Despite claiming gold in Italy, the relentless training schedule doesn’t stop for the team as they aim to confirm their place in the squad for the Olympics this summer.
“Now isn't the time to sit back and celebrate,” admitted Rossiter. “We are now full steam ahead to getting our boat going as fast as we can.
“We train 13 days on, one day off, three times a day and we're going to keep pushing until we've squeezed every last drop of potential out of ourselves and the boat.”
The Leander club member knows how significant a winning performance in Italy was for their chances of representing Great Britain on the grandest stage of them all in Tokyo.
“Hopefully this will show the selectors that we are indeed the right four guys to go to Tokyo and aside from that, I think the weekend really show us that we are going well.
“It's hard training behind closed doors and against the clock not against actual opposition as you constantly think you aren't going fast enough.
“Of course we need to go faster and faster as other crews will improve and some non-Europeans will come in, but we now have a starting point and have launch from there.”

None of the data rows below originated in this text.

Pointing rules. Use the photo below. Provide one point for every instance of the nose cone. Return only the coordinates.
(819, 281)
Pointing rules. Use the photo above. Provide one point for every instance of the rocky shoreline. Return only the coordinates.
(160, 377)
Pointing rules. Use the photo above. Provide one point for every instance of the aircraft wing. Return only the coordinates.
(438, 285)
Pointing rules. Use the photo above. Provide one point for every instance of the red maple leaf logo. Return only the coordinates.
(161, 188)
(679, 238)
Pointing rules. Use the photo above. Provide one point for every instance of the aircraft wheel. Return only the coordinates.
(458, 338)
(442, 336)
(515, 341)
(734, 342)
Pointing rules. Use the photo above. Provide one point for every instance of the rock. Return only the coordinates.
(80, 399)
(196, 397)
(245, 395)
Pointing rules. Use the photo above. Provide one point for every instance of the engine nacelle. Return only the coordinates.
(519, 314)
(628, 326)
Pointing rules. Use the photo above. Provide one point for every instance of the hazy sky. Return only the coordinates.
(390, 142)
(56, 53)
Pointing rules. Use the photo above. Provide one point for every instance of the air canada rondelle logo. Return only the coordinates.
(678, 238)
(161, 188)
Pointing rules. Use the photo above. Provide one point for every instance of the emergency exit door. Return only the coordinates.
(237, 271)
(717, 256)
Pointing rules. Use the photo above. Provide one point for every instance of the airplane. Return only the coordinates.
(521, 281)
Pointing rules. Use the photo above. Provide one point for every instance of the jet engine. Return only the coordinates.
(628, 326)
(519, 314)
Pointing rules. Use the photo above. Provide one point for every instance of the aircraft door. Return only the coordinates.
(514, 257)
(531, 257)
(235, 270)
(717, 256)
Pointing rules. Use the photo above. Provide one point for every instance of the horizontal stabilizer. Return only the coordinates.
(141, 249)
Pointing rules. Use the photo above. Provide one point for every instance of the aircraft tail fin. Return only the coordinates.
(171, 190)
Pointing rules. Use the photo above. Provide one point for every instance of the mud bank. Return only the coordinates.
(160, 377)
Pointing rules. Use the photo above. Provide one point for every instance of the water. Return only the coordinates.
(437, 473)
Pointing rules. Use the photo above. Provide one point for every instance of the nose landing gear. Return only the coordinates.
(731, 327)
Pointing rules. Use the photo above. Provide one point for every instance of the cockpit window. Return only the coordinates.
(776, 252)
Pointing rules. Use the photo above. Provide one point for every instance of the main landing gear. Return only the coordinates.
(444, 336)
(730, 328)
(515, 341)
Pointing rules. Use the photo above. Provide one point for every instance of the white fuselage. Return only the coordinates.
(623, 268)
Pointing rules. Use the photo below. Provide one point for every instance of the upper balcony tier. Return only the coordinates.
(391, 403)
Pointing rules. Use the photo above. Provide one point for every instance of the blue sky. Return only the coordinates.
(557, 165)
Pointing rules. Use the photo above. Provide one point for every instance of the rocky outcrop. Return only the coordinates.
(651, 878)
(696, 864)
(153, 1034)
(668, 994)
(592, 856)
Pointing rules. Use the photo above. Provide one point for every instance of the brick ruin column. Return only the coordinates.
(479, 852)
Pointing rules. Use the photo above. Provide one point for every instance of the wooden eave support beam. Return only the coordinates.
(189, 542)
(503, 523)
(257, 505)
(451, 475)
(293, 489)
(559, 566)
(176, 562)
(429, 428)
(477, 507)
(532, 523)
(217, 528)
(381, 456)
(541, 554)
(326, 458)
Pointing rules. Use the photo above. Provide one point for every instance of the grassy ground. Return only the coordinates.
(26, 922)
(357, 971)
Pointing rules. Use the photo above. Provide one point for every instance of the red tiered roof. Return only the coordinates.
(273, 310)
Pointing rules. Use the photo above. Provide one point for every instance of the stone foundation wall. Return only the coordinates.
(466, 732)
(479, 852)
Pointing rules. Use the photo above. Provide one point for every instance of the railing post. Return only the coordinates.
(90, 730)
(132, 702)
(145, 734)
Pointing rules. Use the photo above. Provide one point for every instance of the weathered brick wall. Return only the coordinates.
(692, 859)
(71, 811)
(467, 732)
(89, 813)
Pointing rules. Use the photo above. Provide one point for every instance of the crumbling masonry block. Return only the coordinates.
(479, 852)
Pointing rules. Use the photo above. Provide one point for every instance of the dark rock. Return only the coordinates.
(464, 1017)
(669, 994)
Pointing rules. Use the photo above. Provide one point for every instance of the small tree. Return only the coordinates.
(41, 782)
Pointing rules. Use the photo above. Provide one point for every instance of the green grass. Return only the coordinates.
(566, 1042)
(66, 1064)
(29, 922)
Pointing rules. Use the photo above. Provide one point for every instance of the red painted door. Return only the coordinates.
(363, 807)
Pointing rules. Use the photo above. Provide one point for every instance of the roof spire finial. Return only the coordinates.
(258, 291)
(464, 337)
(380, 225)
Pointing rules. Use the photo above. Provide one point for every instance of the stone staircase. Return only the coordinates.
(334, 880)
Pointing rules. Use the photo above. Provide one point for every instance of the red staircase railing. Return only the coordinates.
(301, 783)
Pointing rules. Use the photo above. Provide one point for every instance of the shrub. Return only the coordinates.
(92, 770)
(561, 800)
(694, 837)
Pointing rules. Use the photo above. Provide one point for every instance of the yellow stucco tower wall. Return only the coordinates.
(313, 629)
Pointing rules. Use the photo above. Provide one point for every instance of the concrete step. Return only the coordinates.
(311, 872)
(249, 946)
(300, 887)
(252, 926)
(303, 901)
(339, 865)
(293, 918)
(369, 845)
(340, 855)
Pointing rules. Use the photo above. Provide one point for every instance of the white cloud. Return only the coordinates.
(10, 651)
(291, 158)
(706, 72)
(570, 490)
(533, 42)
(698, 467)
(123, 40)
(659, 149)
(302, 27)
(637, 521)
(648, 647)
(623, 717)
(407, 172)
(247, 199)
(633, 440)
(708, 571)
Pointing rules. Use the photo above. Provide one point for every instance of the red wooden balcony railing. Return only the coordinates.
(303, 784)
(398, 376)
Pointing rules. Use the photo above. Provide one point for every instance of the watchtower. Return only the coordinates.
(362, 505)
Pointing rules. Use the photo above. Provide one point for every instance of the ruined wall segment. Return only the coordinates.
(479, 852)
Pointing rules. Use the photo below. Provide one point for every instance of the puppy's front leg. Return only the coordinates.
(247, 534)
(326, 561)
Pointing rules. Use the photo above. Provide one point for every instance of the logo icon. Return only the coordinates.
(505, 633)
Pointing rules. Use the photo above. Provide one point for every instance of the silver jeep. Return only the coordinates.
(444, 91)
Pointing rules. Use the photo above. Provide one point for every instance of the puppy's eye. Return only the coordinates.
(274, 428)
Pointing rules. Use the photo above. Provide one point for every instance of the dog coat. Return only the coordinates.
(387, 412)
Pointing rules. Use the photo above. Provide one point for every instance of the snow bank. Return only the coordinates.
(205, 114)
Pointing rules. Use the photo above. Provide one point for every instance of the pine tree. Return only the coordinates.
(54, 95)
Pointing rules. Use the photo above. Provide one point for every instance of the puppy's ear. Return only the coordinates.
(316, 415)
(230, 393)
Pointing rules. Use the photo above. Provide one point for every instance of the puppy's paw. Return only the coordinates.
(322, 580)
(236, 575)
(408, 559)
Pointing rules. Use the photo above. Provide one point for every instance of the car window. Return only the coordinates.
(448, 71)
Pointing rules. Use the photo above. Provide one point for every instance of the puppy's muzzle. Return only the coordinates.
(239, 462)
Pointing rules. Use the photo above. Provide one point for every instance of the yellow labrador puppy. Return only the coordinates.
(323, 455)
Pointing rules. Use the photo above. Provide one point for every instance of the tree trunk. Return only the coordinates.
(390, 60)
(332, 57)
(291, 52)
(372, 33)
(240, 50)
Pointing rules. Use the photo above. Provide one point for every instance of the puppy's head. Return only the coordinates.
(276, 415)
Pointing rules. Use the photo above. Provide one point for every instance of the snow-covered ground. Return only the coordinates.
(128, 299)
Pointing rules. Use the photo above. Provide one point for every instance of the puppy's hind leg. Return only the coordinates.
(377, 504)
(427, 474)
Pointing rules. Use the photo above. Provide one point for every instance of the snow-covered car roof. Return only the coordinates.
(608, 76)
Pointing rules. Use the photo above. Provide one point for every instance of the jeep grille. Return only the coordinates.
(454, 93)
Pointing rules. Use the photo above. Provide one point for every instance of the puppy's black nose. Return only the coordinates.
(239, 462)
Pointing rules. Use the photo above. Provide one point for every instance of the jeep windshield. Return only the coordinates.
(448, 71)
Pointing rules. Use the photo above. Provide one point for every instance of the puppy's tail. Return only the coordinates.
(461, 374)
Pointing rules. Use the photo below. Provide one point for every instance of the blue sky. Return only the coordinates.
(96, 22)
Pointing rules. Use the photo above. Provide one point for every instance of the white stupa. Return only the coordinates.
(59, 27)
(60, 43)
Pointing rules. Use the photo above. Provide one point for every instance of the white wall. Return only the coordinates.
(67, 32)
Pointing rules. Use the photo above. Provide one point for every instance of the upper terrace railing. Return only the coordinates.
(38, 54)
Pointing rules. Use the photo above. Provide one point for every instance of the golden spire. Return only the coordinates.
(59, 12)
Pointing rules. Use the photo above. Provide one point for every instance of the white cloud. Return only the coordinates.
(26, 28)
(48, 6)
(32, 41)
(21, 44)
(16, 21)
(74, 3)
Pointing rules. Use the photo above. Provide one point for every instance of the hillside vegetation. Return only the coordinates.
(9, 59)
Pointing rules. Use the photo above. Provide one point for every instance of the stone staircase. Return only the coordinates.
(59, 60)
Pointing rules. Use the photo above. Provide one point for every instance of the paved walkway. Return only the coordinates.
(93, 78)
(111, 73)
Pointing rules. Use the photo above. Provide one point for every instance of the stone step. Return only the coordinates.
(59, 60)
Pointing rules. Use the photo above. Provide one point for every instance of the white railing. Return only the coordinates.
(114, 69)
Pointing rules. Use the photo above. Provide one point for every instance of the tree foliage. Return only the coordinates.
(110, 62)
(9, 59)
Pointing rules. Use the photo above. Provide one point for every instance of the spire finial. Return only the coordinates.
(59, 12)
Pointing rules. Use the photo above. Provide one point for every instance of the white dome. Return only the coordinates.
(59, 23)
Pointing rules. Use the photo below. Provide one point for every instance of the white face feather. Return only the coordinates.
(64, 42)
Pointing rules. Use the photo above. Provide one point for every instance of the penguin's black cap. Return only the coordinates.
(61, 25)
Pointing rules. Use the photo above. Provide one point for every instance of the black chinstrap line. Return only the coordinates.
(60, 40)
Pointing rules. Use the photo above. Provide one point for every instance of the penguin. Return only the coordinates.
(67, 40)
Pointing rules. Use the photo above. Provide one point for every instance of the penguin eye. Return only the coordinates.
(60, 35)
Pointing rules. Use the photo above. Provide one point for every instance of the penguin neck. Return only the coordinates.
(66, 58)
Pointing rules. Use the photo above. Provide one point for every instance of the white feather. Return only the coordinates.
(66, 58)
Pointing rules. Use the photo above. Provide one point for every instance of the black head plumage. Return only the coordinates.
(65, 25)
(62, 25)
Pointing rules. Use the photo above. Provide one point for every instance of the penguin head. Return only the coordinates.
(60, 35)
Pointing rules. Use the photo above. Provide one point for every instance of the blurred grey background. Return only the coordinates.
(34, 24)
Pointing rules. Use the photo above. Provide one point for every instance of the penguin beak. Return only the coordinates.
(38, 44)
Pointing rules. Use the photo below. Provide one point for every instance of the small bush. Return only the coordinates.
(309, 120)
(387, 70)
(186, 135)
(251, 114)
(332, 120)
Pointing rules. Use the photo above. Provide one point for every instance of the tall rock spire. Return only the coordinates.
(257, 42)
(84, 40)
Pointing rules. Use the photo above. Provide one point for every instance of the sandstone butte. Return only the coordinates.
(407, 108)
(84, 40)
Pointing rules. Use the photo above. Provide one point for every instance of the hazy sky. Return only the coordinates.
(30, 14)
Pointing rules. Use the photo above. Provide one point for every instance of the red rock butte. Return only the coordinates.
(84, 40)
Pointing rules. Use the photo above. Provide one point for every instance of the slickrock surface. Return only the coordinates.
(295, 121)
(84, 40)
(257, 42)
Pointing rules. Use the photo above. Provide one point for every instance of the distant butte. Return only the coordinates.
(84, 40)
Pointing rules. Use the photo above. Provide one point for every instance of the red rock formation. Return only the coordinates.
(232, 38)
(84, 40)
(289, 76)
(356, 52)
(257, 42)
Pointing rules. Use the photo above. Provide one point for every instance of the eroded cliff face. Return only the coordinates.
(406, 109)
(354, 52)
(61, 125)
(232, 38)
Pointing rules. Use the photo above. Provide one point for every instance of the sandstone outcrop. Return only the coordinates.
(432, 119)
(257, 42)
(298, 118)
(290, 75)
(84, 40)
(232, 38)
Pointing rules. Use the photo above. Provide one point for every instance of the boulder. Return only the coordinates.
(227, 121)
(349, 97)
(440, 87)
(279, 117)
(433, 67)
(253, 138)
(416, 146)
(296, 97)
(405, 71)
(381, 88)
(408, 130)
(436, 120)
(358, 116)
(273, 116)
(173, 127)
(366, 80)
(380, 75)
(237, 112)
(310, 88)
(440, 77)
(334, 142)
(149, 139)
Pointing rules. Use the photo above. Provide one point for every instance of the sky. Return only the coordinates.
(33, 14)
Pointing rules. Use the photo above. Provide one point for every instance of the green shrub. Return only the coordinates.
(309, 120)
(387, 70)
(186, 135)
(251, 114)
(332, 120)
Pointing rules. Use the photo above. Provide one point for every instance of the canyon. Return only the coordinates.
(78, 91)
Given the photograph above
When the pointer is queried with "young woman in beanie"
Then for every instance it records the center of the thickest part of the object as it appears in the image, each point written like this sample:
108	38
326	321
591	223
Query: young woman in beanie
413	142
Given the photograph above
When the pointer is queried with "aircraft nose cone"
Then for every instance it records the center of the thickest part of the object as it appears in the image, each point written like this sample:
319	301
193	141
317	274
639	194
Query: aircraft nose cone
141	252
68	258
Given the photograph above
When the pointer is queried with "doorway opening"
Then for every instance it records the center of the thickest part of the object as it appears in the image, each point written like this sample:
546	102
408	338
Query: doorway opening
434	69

With it being a difficult year, with no competitions allowed to take place due to the coronavirus outbreak, Rossiter was relieved to get back to racing.
“It was great to get back racing for sure, but I really think that we've been the lucky one through the covid-19 nightmare.
“We've been allowed to continue training and follow our dreams, while others have really had to knuckle down, suffer and hang in there.
“I'm very mindful that we are the lucky ones and just feel so grateful that I have something to be joyful about in a time when there hasn't been much of that around.”